Know who's racing where and when the whole season long!

—Phoenix is now the final race weekend of the year for all three national touring series. In response to Nascar moving its “Championship Weekend” to a literal desert, Mother Nature is planning on swamping Arizona with a monsoon.

—Homestead’s races will instead be held in March, taking it out of competition with the 800lb. elephant known as Football and into competition with the 500lb. rhino known as March Madess.

—Daytona and Indianapolis are switching summer race weekends—the Brickyard 400 will now be held in the scorching heat of summer (remember, they don’t have lights there) on Fourth of July weekend, while the Firecracker 400 will instead serve as the new regular-season finale.  Sure it seems dumb and unnecessary, but it DOES mean that we could see Quin Houff win his way into the Playoffs on the final weekend with a fluke win at Daytona.

—Oh, and Indianapolis’s Xfinity Series race will be held on the infield road course, which, as usual, is a fantastic idea and should be logistically possible…unless it rains.

—Martinsville’s spring race will be held Mother’s Day Weekend under the lights on Saturday Night.  Because nothing says “Happy Mother’s Day” like showing up for Sunday Brunch with mom sniffling and coughing from spending a night out in the 40 degree cold of the Virginia mountains.

—Dover’s fall race is now a mid-August race, allowing Delawarean race fans such as myself to experience sitting on a metal bleacher in searing heat.  Expectations are for attendance to rival that of the infamous Dover IRL race no one went to.  No, not that one, the other one.

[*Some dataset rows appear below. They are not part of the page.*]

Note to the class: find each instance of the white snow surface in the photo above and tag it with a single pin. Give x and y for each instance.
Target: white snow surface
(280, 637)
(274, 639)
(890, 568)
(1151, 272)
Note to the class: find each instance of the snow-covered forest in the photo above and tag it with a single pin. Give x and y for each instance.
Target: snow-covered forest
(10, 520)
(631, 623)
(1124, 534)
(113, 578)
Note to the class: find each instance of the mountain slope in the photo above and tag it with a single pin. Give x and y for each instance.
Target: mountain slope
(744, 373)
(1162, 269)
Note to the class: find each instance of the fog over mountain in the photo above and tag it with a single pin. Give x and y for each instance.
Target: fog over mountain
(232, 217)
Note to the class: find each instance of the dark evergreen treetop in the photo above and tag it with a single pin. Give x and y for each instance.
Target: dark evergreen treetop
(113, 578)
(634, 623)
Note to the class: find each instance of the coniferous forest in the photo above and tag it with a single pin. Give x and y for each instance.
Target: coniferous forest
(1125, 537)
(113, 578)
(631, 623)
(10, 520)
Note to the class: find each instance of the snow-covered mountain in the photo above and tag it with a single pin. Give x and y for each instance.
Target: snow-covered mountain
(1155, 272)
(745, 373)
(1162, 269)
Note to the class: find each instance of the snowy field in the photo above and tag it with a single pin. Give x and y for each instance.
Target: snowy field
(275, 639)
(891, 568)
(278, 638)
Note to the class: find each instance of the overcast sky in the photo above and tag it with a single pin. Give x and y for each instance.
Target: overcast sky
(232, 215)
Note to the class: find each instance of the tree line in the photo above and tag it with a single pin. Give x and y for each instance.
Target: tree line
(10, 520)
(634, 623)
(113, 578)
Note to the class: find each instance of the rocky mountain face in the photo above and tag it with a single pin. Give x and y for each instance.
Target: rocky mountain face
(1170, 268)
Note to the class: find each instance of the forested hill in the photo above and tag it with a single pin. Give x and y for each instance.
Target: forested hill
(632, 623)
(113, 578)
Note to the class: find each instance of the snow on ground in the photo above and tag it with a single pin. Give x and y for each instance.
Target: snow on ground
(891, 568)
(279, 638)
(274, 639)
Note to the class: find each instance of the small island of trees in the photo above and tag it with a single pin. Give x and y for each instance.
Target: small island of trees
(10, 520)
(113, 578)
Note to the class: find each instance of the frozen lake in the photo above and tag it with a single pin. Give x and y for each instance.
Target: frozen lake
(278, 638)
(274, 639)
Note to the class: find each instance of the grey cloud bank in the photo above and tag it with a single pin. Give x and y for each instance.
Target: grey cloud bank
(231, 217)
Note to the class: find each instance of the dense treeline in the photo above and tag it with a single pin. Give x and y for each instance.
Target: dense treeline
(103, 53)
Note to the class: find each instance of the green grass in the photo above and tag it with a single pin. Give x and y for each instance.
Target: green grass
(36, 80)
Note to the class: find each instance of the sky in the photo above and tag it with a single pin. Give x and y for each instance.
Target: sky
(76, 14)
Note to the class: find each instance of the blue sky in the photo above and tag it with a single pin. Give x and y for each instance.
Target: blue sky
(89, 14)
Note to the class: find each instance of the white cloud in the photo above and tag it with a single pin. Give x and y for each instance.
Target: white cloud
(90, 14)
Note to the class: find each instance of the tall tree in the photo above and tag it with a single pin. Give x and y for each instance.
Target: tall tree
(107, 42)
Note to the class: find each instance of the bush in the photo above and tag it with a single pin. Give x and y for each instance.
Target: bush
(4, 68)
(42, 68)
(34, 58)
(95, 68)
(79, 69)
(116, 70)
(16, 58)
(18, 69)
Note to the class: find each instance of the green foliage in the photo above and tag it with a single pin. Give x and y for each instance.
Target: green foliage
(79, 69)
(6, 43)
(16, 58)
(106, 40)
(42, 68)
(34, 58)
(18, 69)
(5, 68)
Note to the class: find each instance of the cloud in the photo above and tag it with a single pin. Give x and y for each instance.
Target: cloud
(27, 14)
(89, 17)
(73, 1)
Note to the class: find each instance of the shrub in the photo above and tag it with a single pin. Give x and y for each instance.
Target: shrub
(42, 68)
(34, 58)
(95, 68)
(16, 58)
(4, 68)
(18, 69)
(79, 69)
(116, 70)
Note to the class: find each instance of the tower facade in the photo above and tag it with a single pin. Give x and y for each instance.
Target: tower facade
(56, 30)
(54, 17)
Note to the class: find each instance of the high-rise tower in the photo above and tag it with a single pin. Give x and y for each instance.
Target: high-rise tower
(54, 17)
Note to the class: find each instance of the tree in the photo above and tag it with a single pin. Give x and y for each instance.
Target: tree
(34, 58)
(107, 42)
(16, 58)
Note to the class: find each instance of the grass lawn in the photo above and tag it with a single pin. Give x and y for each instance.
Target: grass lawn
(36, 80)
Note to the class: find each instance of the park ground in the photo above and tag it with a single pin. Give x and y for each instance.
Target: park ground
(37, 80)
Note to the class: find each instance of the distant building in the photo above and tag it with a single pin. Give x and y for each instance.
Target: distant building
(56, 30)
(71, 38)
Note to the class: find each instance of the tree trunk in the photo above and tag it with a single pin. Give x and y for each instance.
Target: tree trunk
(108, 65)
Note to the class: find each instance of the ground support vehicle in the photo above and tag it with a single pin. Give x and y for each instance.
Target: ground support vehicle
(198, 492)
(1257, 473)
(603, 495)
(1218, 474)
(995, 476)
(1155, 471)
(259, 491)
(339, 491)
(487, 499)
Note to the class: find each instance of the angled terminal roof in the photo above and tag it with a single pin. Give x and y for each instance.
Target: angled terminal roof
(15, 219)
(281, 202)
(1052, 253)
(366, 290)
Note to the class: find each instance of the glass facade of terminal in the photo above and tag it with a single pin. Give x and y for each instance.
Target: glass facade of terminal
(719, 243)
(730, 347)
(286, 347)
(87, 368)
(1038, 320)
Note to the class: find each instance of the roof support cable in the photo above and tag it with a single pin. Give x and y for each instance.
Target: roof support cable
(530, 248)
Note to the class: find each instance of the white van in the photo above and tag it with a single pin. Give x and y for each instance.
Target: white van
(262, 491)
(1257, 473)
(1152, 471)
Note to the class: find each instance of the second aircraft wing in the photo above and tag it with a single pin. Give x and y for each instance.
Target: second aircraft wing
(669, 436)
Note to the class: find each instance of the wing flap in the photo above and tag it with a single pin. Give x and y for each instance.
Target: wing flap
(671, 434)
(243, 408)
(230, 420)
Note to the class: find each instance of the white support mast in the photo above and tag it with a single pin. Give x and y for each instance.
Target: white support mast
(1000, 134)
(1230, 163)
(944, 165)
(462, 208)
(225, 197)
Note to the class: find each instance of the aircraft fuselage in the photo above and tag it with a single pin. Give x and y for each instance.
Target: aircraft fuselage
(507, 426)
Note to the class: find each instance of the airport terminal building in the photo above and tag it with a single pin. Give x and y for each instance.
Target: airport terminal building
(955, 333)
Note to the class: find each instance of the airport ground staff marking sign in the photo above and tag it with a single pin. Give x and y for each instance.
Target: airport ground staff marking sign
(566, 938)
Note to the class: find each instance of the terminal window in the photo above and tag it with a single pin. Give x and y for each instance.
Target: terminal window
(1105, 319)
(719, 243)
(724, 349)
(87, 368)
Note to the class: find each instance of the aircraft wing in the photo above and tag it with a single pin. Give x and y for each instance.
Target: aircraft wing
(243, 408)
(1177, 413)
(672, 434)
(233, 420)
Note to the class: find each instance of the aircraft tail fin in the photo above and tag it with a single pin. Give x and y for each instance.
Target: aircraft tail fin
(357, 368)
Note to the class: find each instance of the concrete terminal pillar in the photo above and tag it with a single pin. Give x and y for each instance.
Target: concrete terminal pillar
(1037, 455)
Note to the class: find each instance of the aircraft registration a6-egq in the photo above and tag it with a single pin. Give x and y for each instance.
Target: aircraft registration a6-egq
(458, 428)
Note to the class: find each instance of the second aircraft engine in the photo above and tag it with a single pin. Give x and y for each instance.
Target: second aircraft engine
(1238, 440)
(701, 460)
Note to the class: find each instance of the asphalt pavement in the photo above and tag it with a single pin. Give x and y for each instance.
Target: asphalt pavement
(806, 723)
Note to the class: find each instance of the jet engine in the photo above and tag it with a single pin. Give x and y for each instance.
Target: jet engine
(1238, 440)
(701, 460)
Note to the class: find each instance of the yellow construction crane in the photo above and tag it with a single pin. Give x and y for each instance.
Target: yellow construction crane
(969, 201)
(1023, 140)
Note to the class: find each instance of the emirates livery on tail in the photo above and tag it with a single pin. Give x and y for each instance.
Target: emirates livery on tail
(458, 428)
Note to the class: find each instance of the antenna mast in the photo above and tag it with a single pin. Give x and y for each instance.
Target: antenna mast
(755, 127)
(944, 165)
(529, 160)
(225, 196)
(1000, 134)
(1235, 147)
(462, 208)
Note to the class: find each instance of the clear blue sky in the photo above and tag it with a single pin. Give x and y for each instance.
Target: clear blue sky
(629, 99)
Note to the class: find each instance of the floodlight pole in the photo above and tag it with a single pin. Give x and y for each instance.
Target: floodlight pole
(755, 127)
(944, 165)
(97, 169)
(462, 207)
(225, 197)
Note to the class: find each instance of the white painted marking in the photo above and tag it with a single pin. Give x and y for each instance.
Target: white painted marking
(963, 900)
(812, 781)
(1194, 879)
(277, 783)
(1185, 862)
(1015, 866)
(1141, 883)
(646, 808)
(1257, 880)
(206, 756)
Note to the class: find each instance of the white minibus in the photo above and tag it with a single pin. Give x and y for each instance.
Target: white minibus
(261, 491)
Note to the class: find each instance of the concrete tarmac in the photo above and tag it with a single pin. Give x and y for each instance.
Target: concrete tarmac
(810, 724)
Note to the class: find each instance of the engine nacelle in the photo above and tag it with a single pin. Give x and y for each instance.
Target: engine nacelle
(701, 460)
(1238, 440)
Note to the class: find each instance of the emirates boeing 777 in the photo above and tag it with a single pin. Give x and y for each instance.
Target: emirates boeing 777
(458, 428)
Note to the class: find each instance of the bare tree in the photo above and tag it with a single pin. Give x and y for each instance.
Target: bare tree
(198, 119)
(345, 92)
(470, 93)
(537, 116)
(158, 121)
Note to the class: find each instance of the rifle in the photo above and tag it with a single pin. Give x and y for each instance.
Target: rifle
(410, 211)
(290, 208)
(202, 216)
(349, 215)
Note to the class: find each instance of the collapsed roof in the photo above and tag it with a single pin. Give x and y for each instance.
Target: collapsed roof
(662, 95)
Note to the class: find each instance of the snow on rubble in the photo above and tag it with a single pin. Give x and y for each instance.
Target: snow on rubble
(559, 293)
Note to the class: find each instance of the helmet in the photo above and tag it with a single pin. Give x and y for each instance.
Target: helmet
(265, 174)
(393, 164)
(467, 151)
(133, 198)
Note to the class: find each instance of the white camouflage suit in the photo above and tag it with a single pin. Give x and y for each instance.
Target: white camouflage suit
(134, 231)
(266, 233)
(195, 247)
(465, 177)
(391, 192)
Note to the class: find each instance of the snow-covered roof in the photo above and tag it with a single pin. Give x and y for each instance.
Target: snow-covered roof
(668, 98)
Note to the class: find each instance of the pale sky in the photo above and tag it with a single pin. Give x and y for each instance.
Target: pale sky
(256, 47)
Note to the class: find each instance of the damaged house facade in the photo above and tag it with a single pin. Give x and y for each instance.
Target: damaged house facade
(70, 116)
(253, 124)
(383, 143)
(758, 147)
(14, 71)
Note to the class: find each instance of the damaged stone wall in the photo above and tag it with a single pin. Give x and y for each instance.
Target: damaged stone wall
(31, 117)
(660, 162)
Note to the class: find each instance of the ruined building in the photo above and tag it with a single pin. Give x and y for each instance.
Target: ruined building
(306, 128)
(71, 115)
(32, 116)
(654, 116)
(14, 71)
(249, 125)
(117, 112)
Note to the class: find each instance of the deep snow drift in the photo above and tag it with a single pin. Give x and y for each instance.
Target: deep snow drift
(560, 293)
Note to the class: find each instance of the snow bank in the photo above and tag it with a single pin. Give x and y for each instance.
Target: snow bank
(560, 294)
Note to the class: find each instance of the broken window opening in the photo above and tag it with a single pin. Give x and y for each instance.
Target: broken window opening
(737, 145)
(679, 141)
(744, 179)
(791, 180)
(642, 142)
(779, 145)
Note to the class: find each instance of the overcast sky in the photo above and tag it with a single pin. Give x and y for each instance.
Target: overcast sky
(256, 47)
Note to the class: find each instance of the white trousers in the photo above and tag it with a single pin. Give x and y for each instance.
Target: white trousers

—Darlington’s beloved “Throwback Weekend” will now also be the first race of the Playoffs.  So instead of “The calm before the storm” we’ll have a denouement of 16 guys on edge to advance and 24 guys depressed they might lose their rides next year.  Fun fun fun!

—Bristol’s night race moves into the Playoffs, giving an even bigger audience to wonder why broadcasters are going out of their way to avoid saying the title sponsor of the race.

—Of course arguably the biggest schedule change of them all will see Pocono host a “doubleheader” race weekend in late-June.  Basically it will feature a 325-mile race on Saturday (with normal qualifying procedures) followed by a 350-mile race on Sunday (with the field set by inverting the lead lap finishing order).  If someone manages to finesse the free-pass rule and wind up on the tail end of the lead lap on Saturday, Sunday could see the strangest pole sitter since the Loy Allen Jr. era.


—Finally, Nascar will take a two-week break in August to allow the NBC family of networks to air wall-to-wall Olympic coverage.  Yeah it stinks to have no racing for more than a week, but its worth it to see a five-minute vignette of Dale Earnhardt Jr. trying sushi.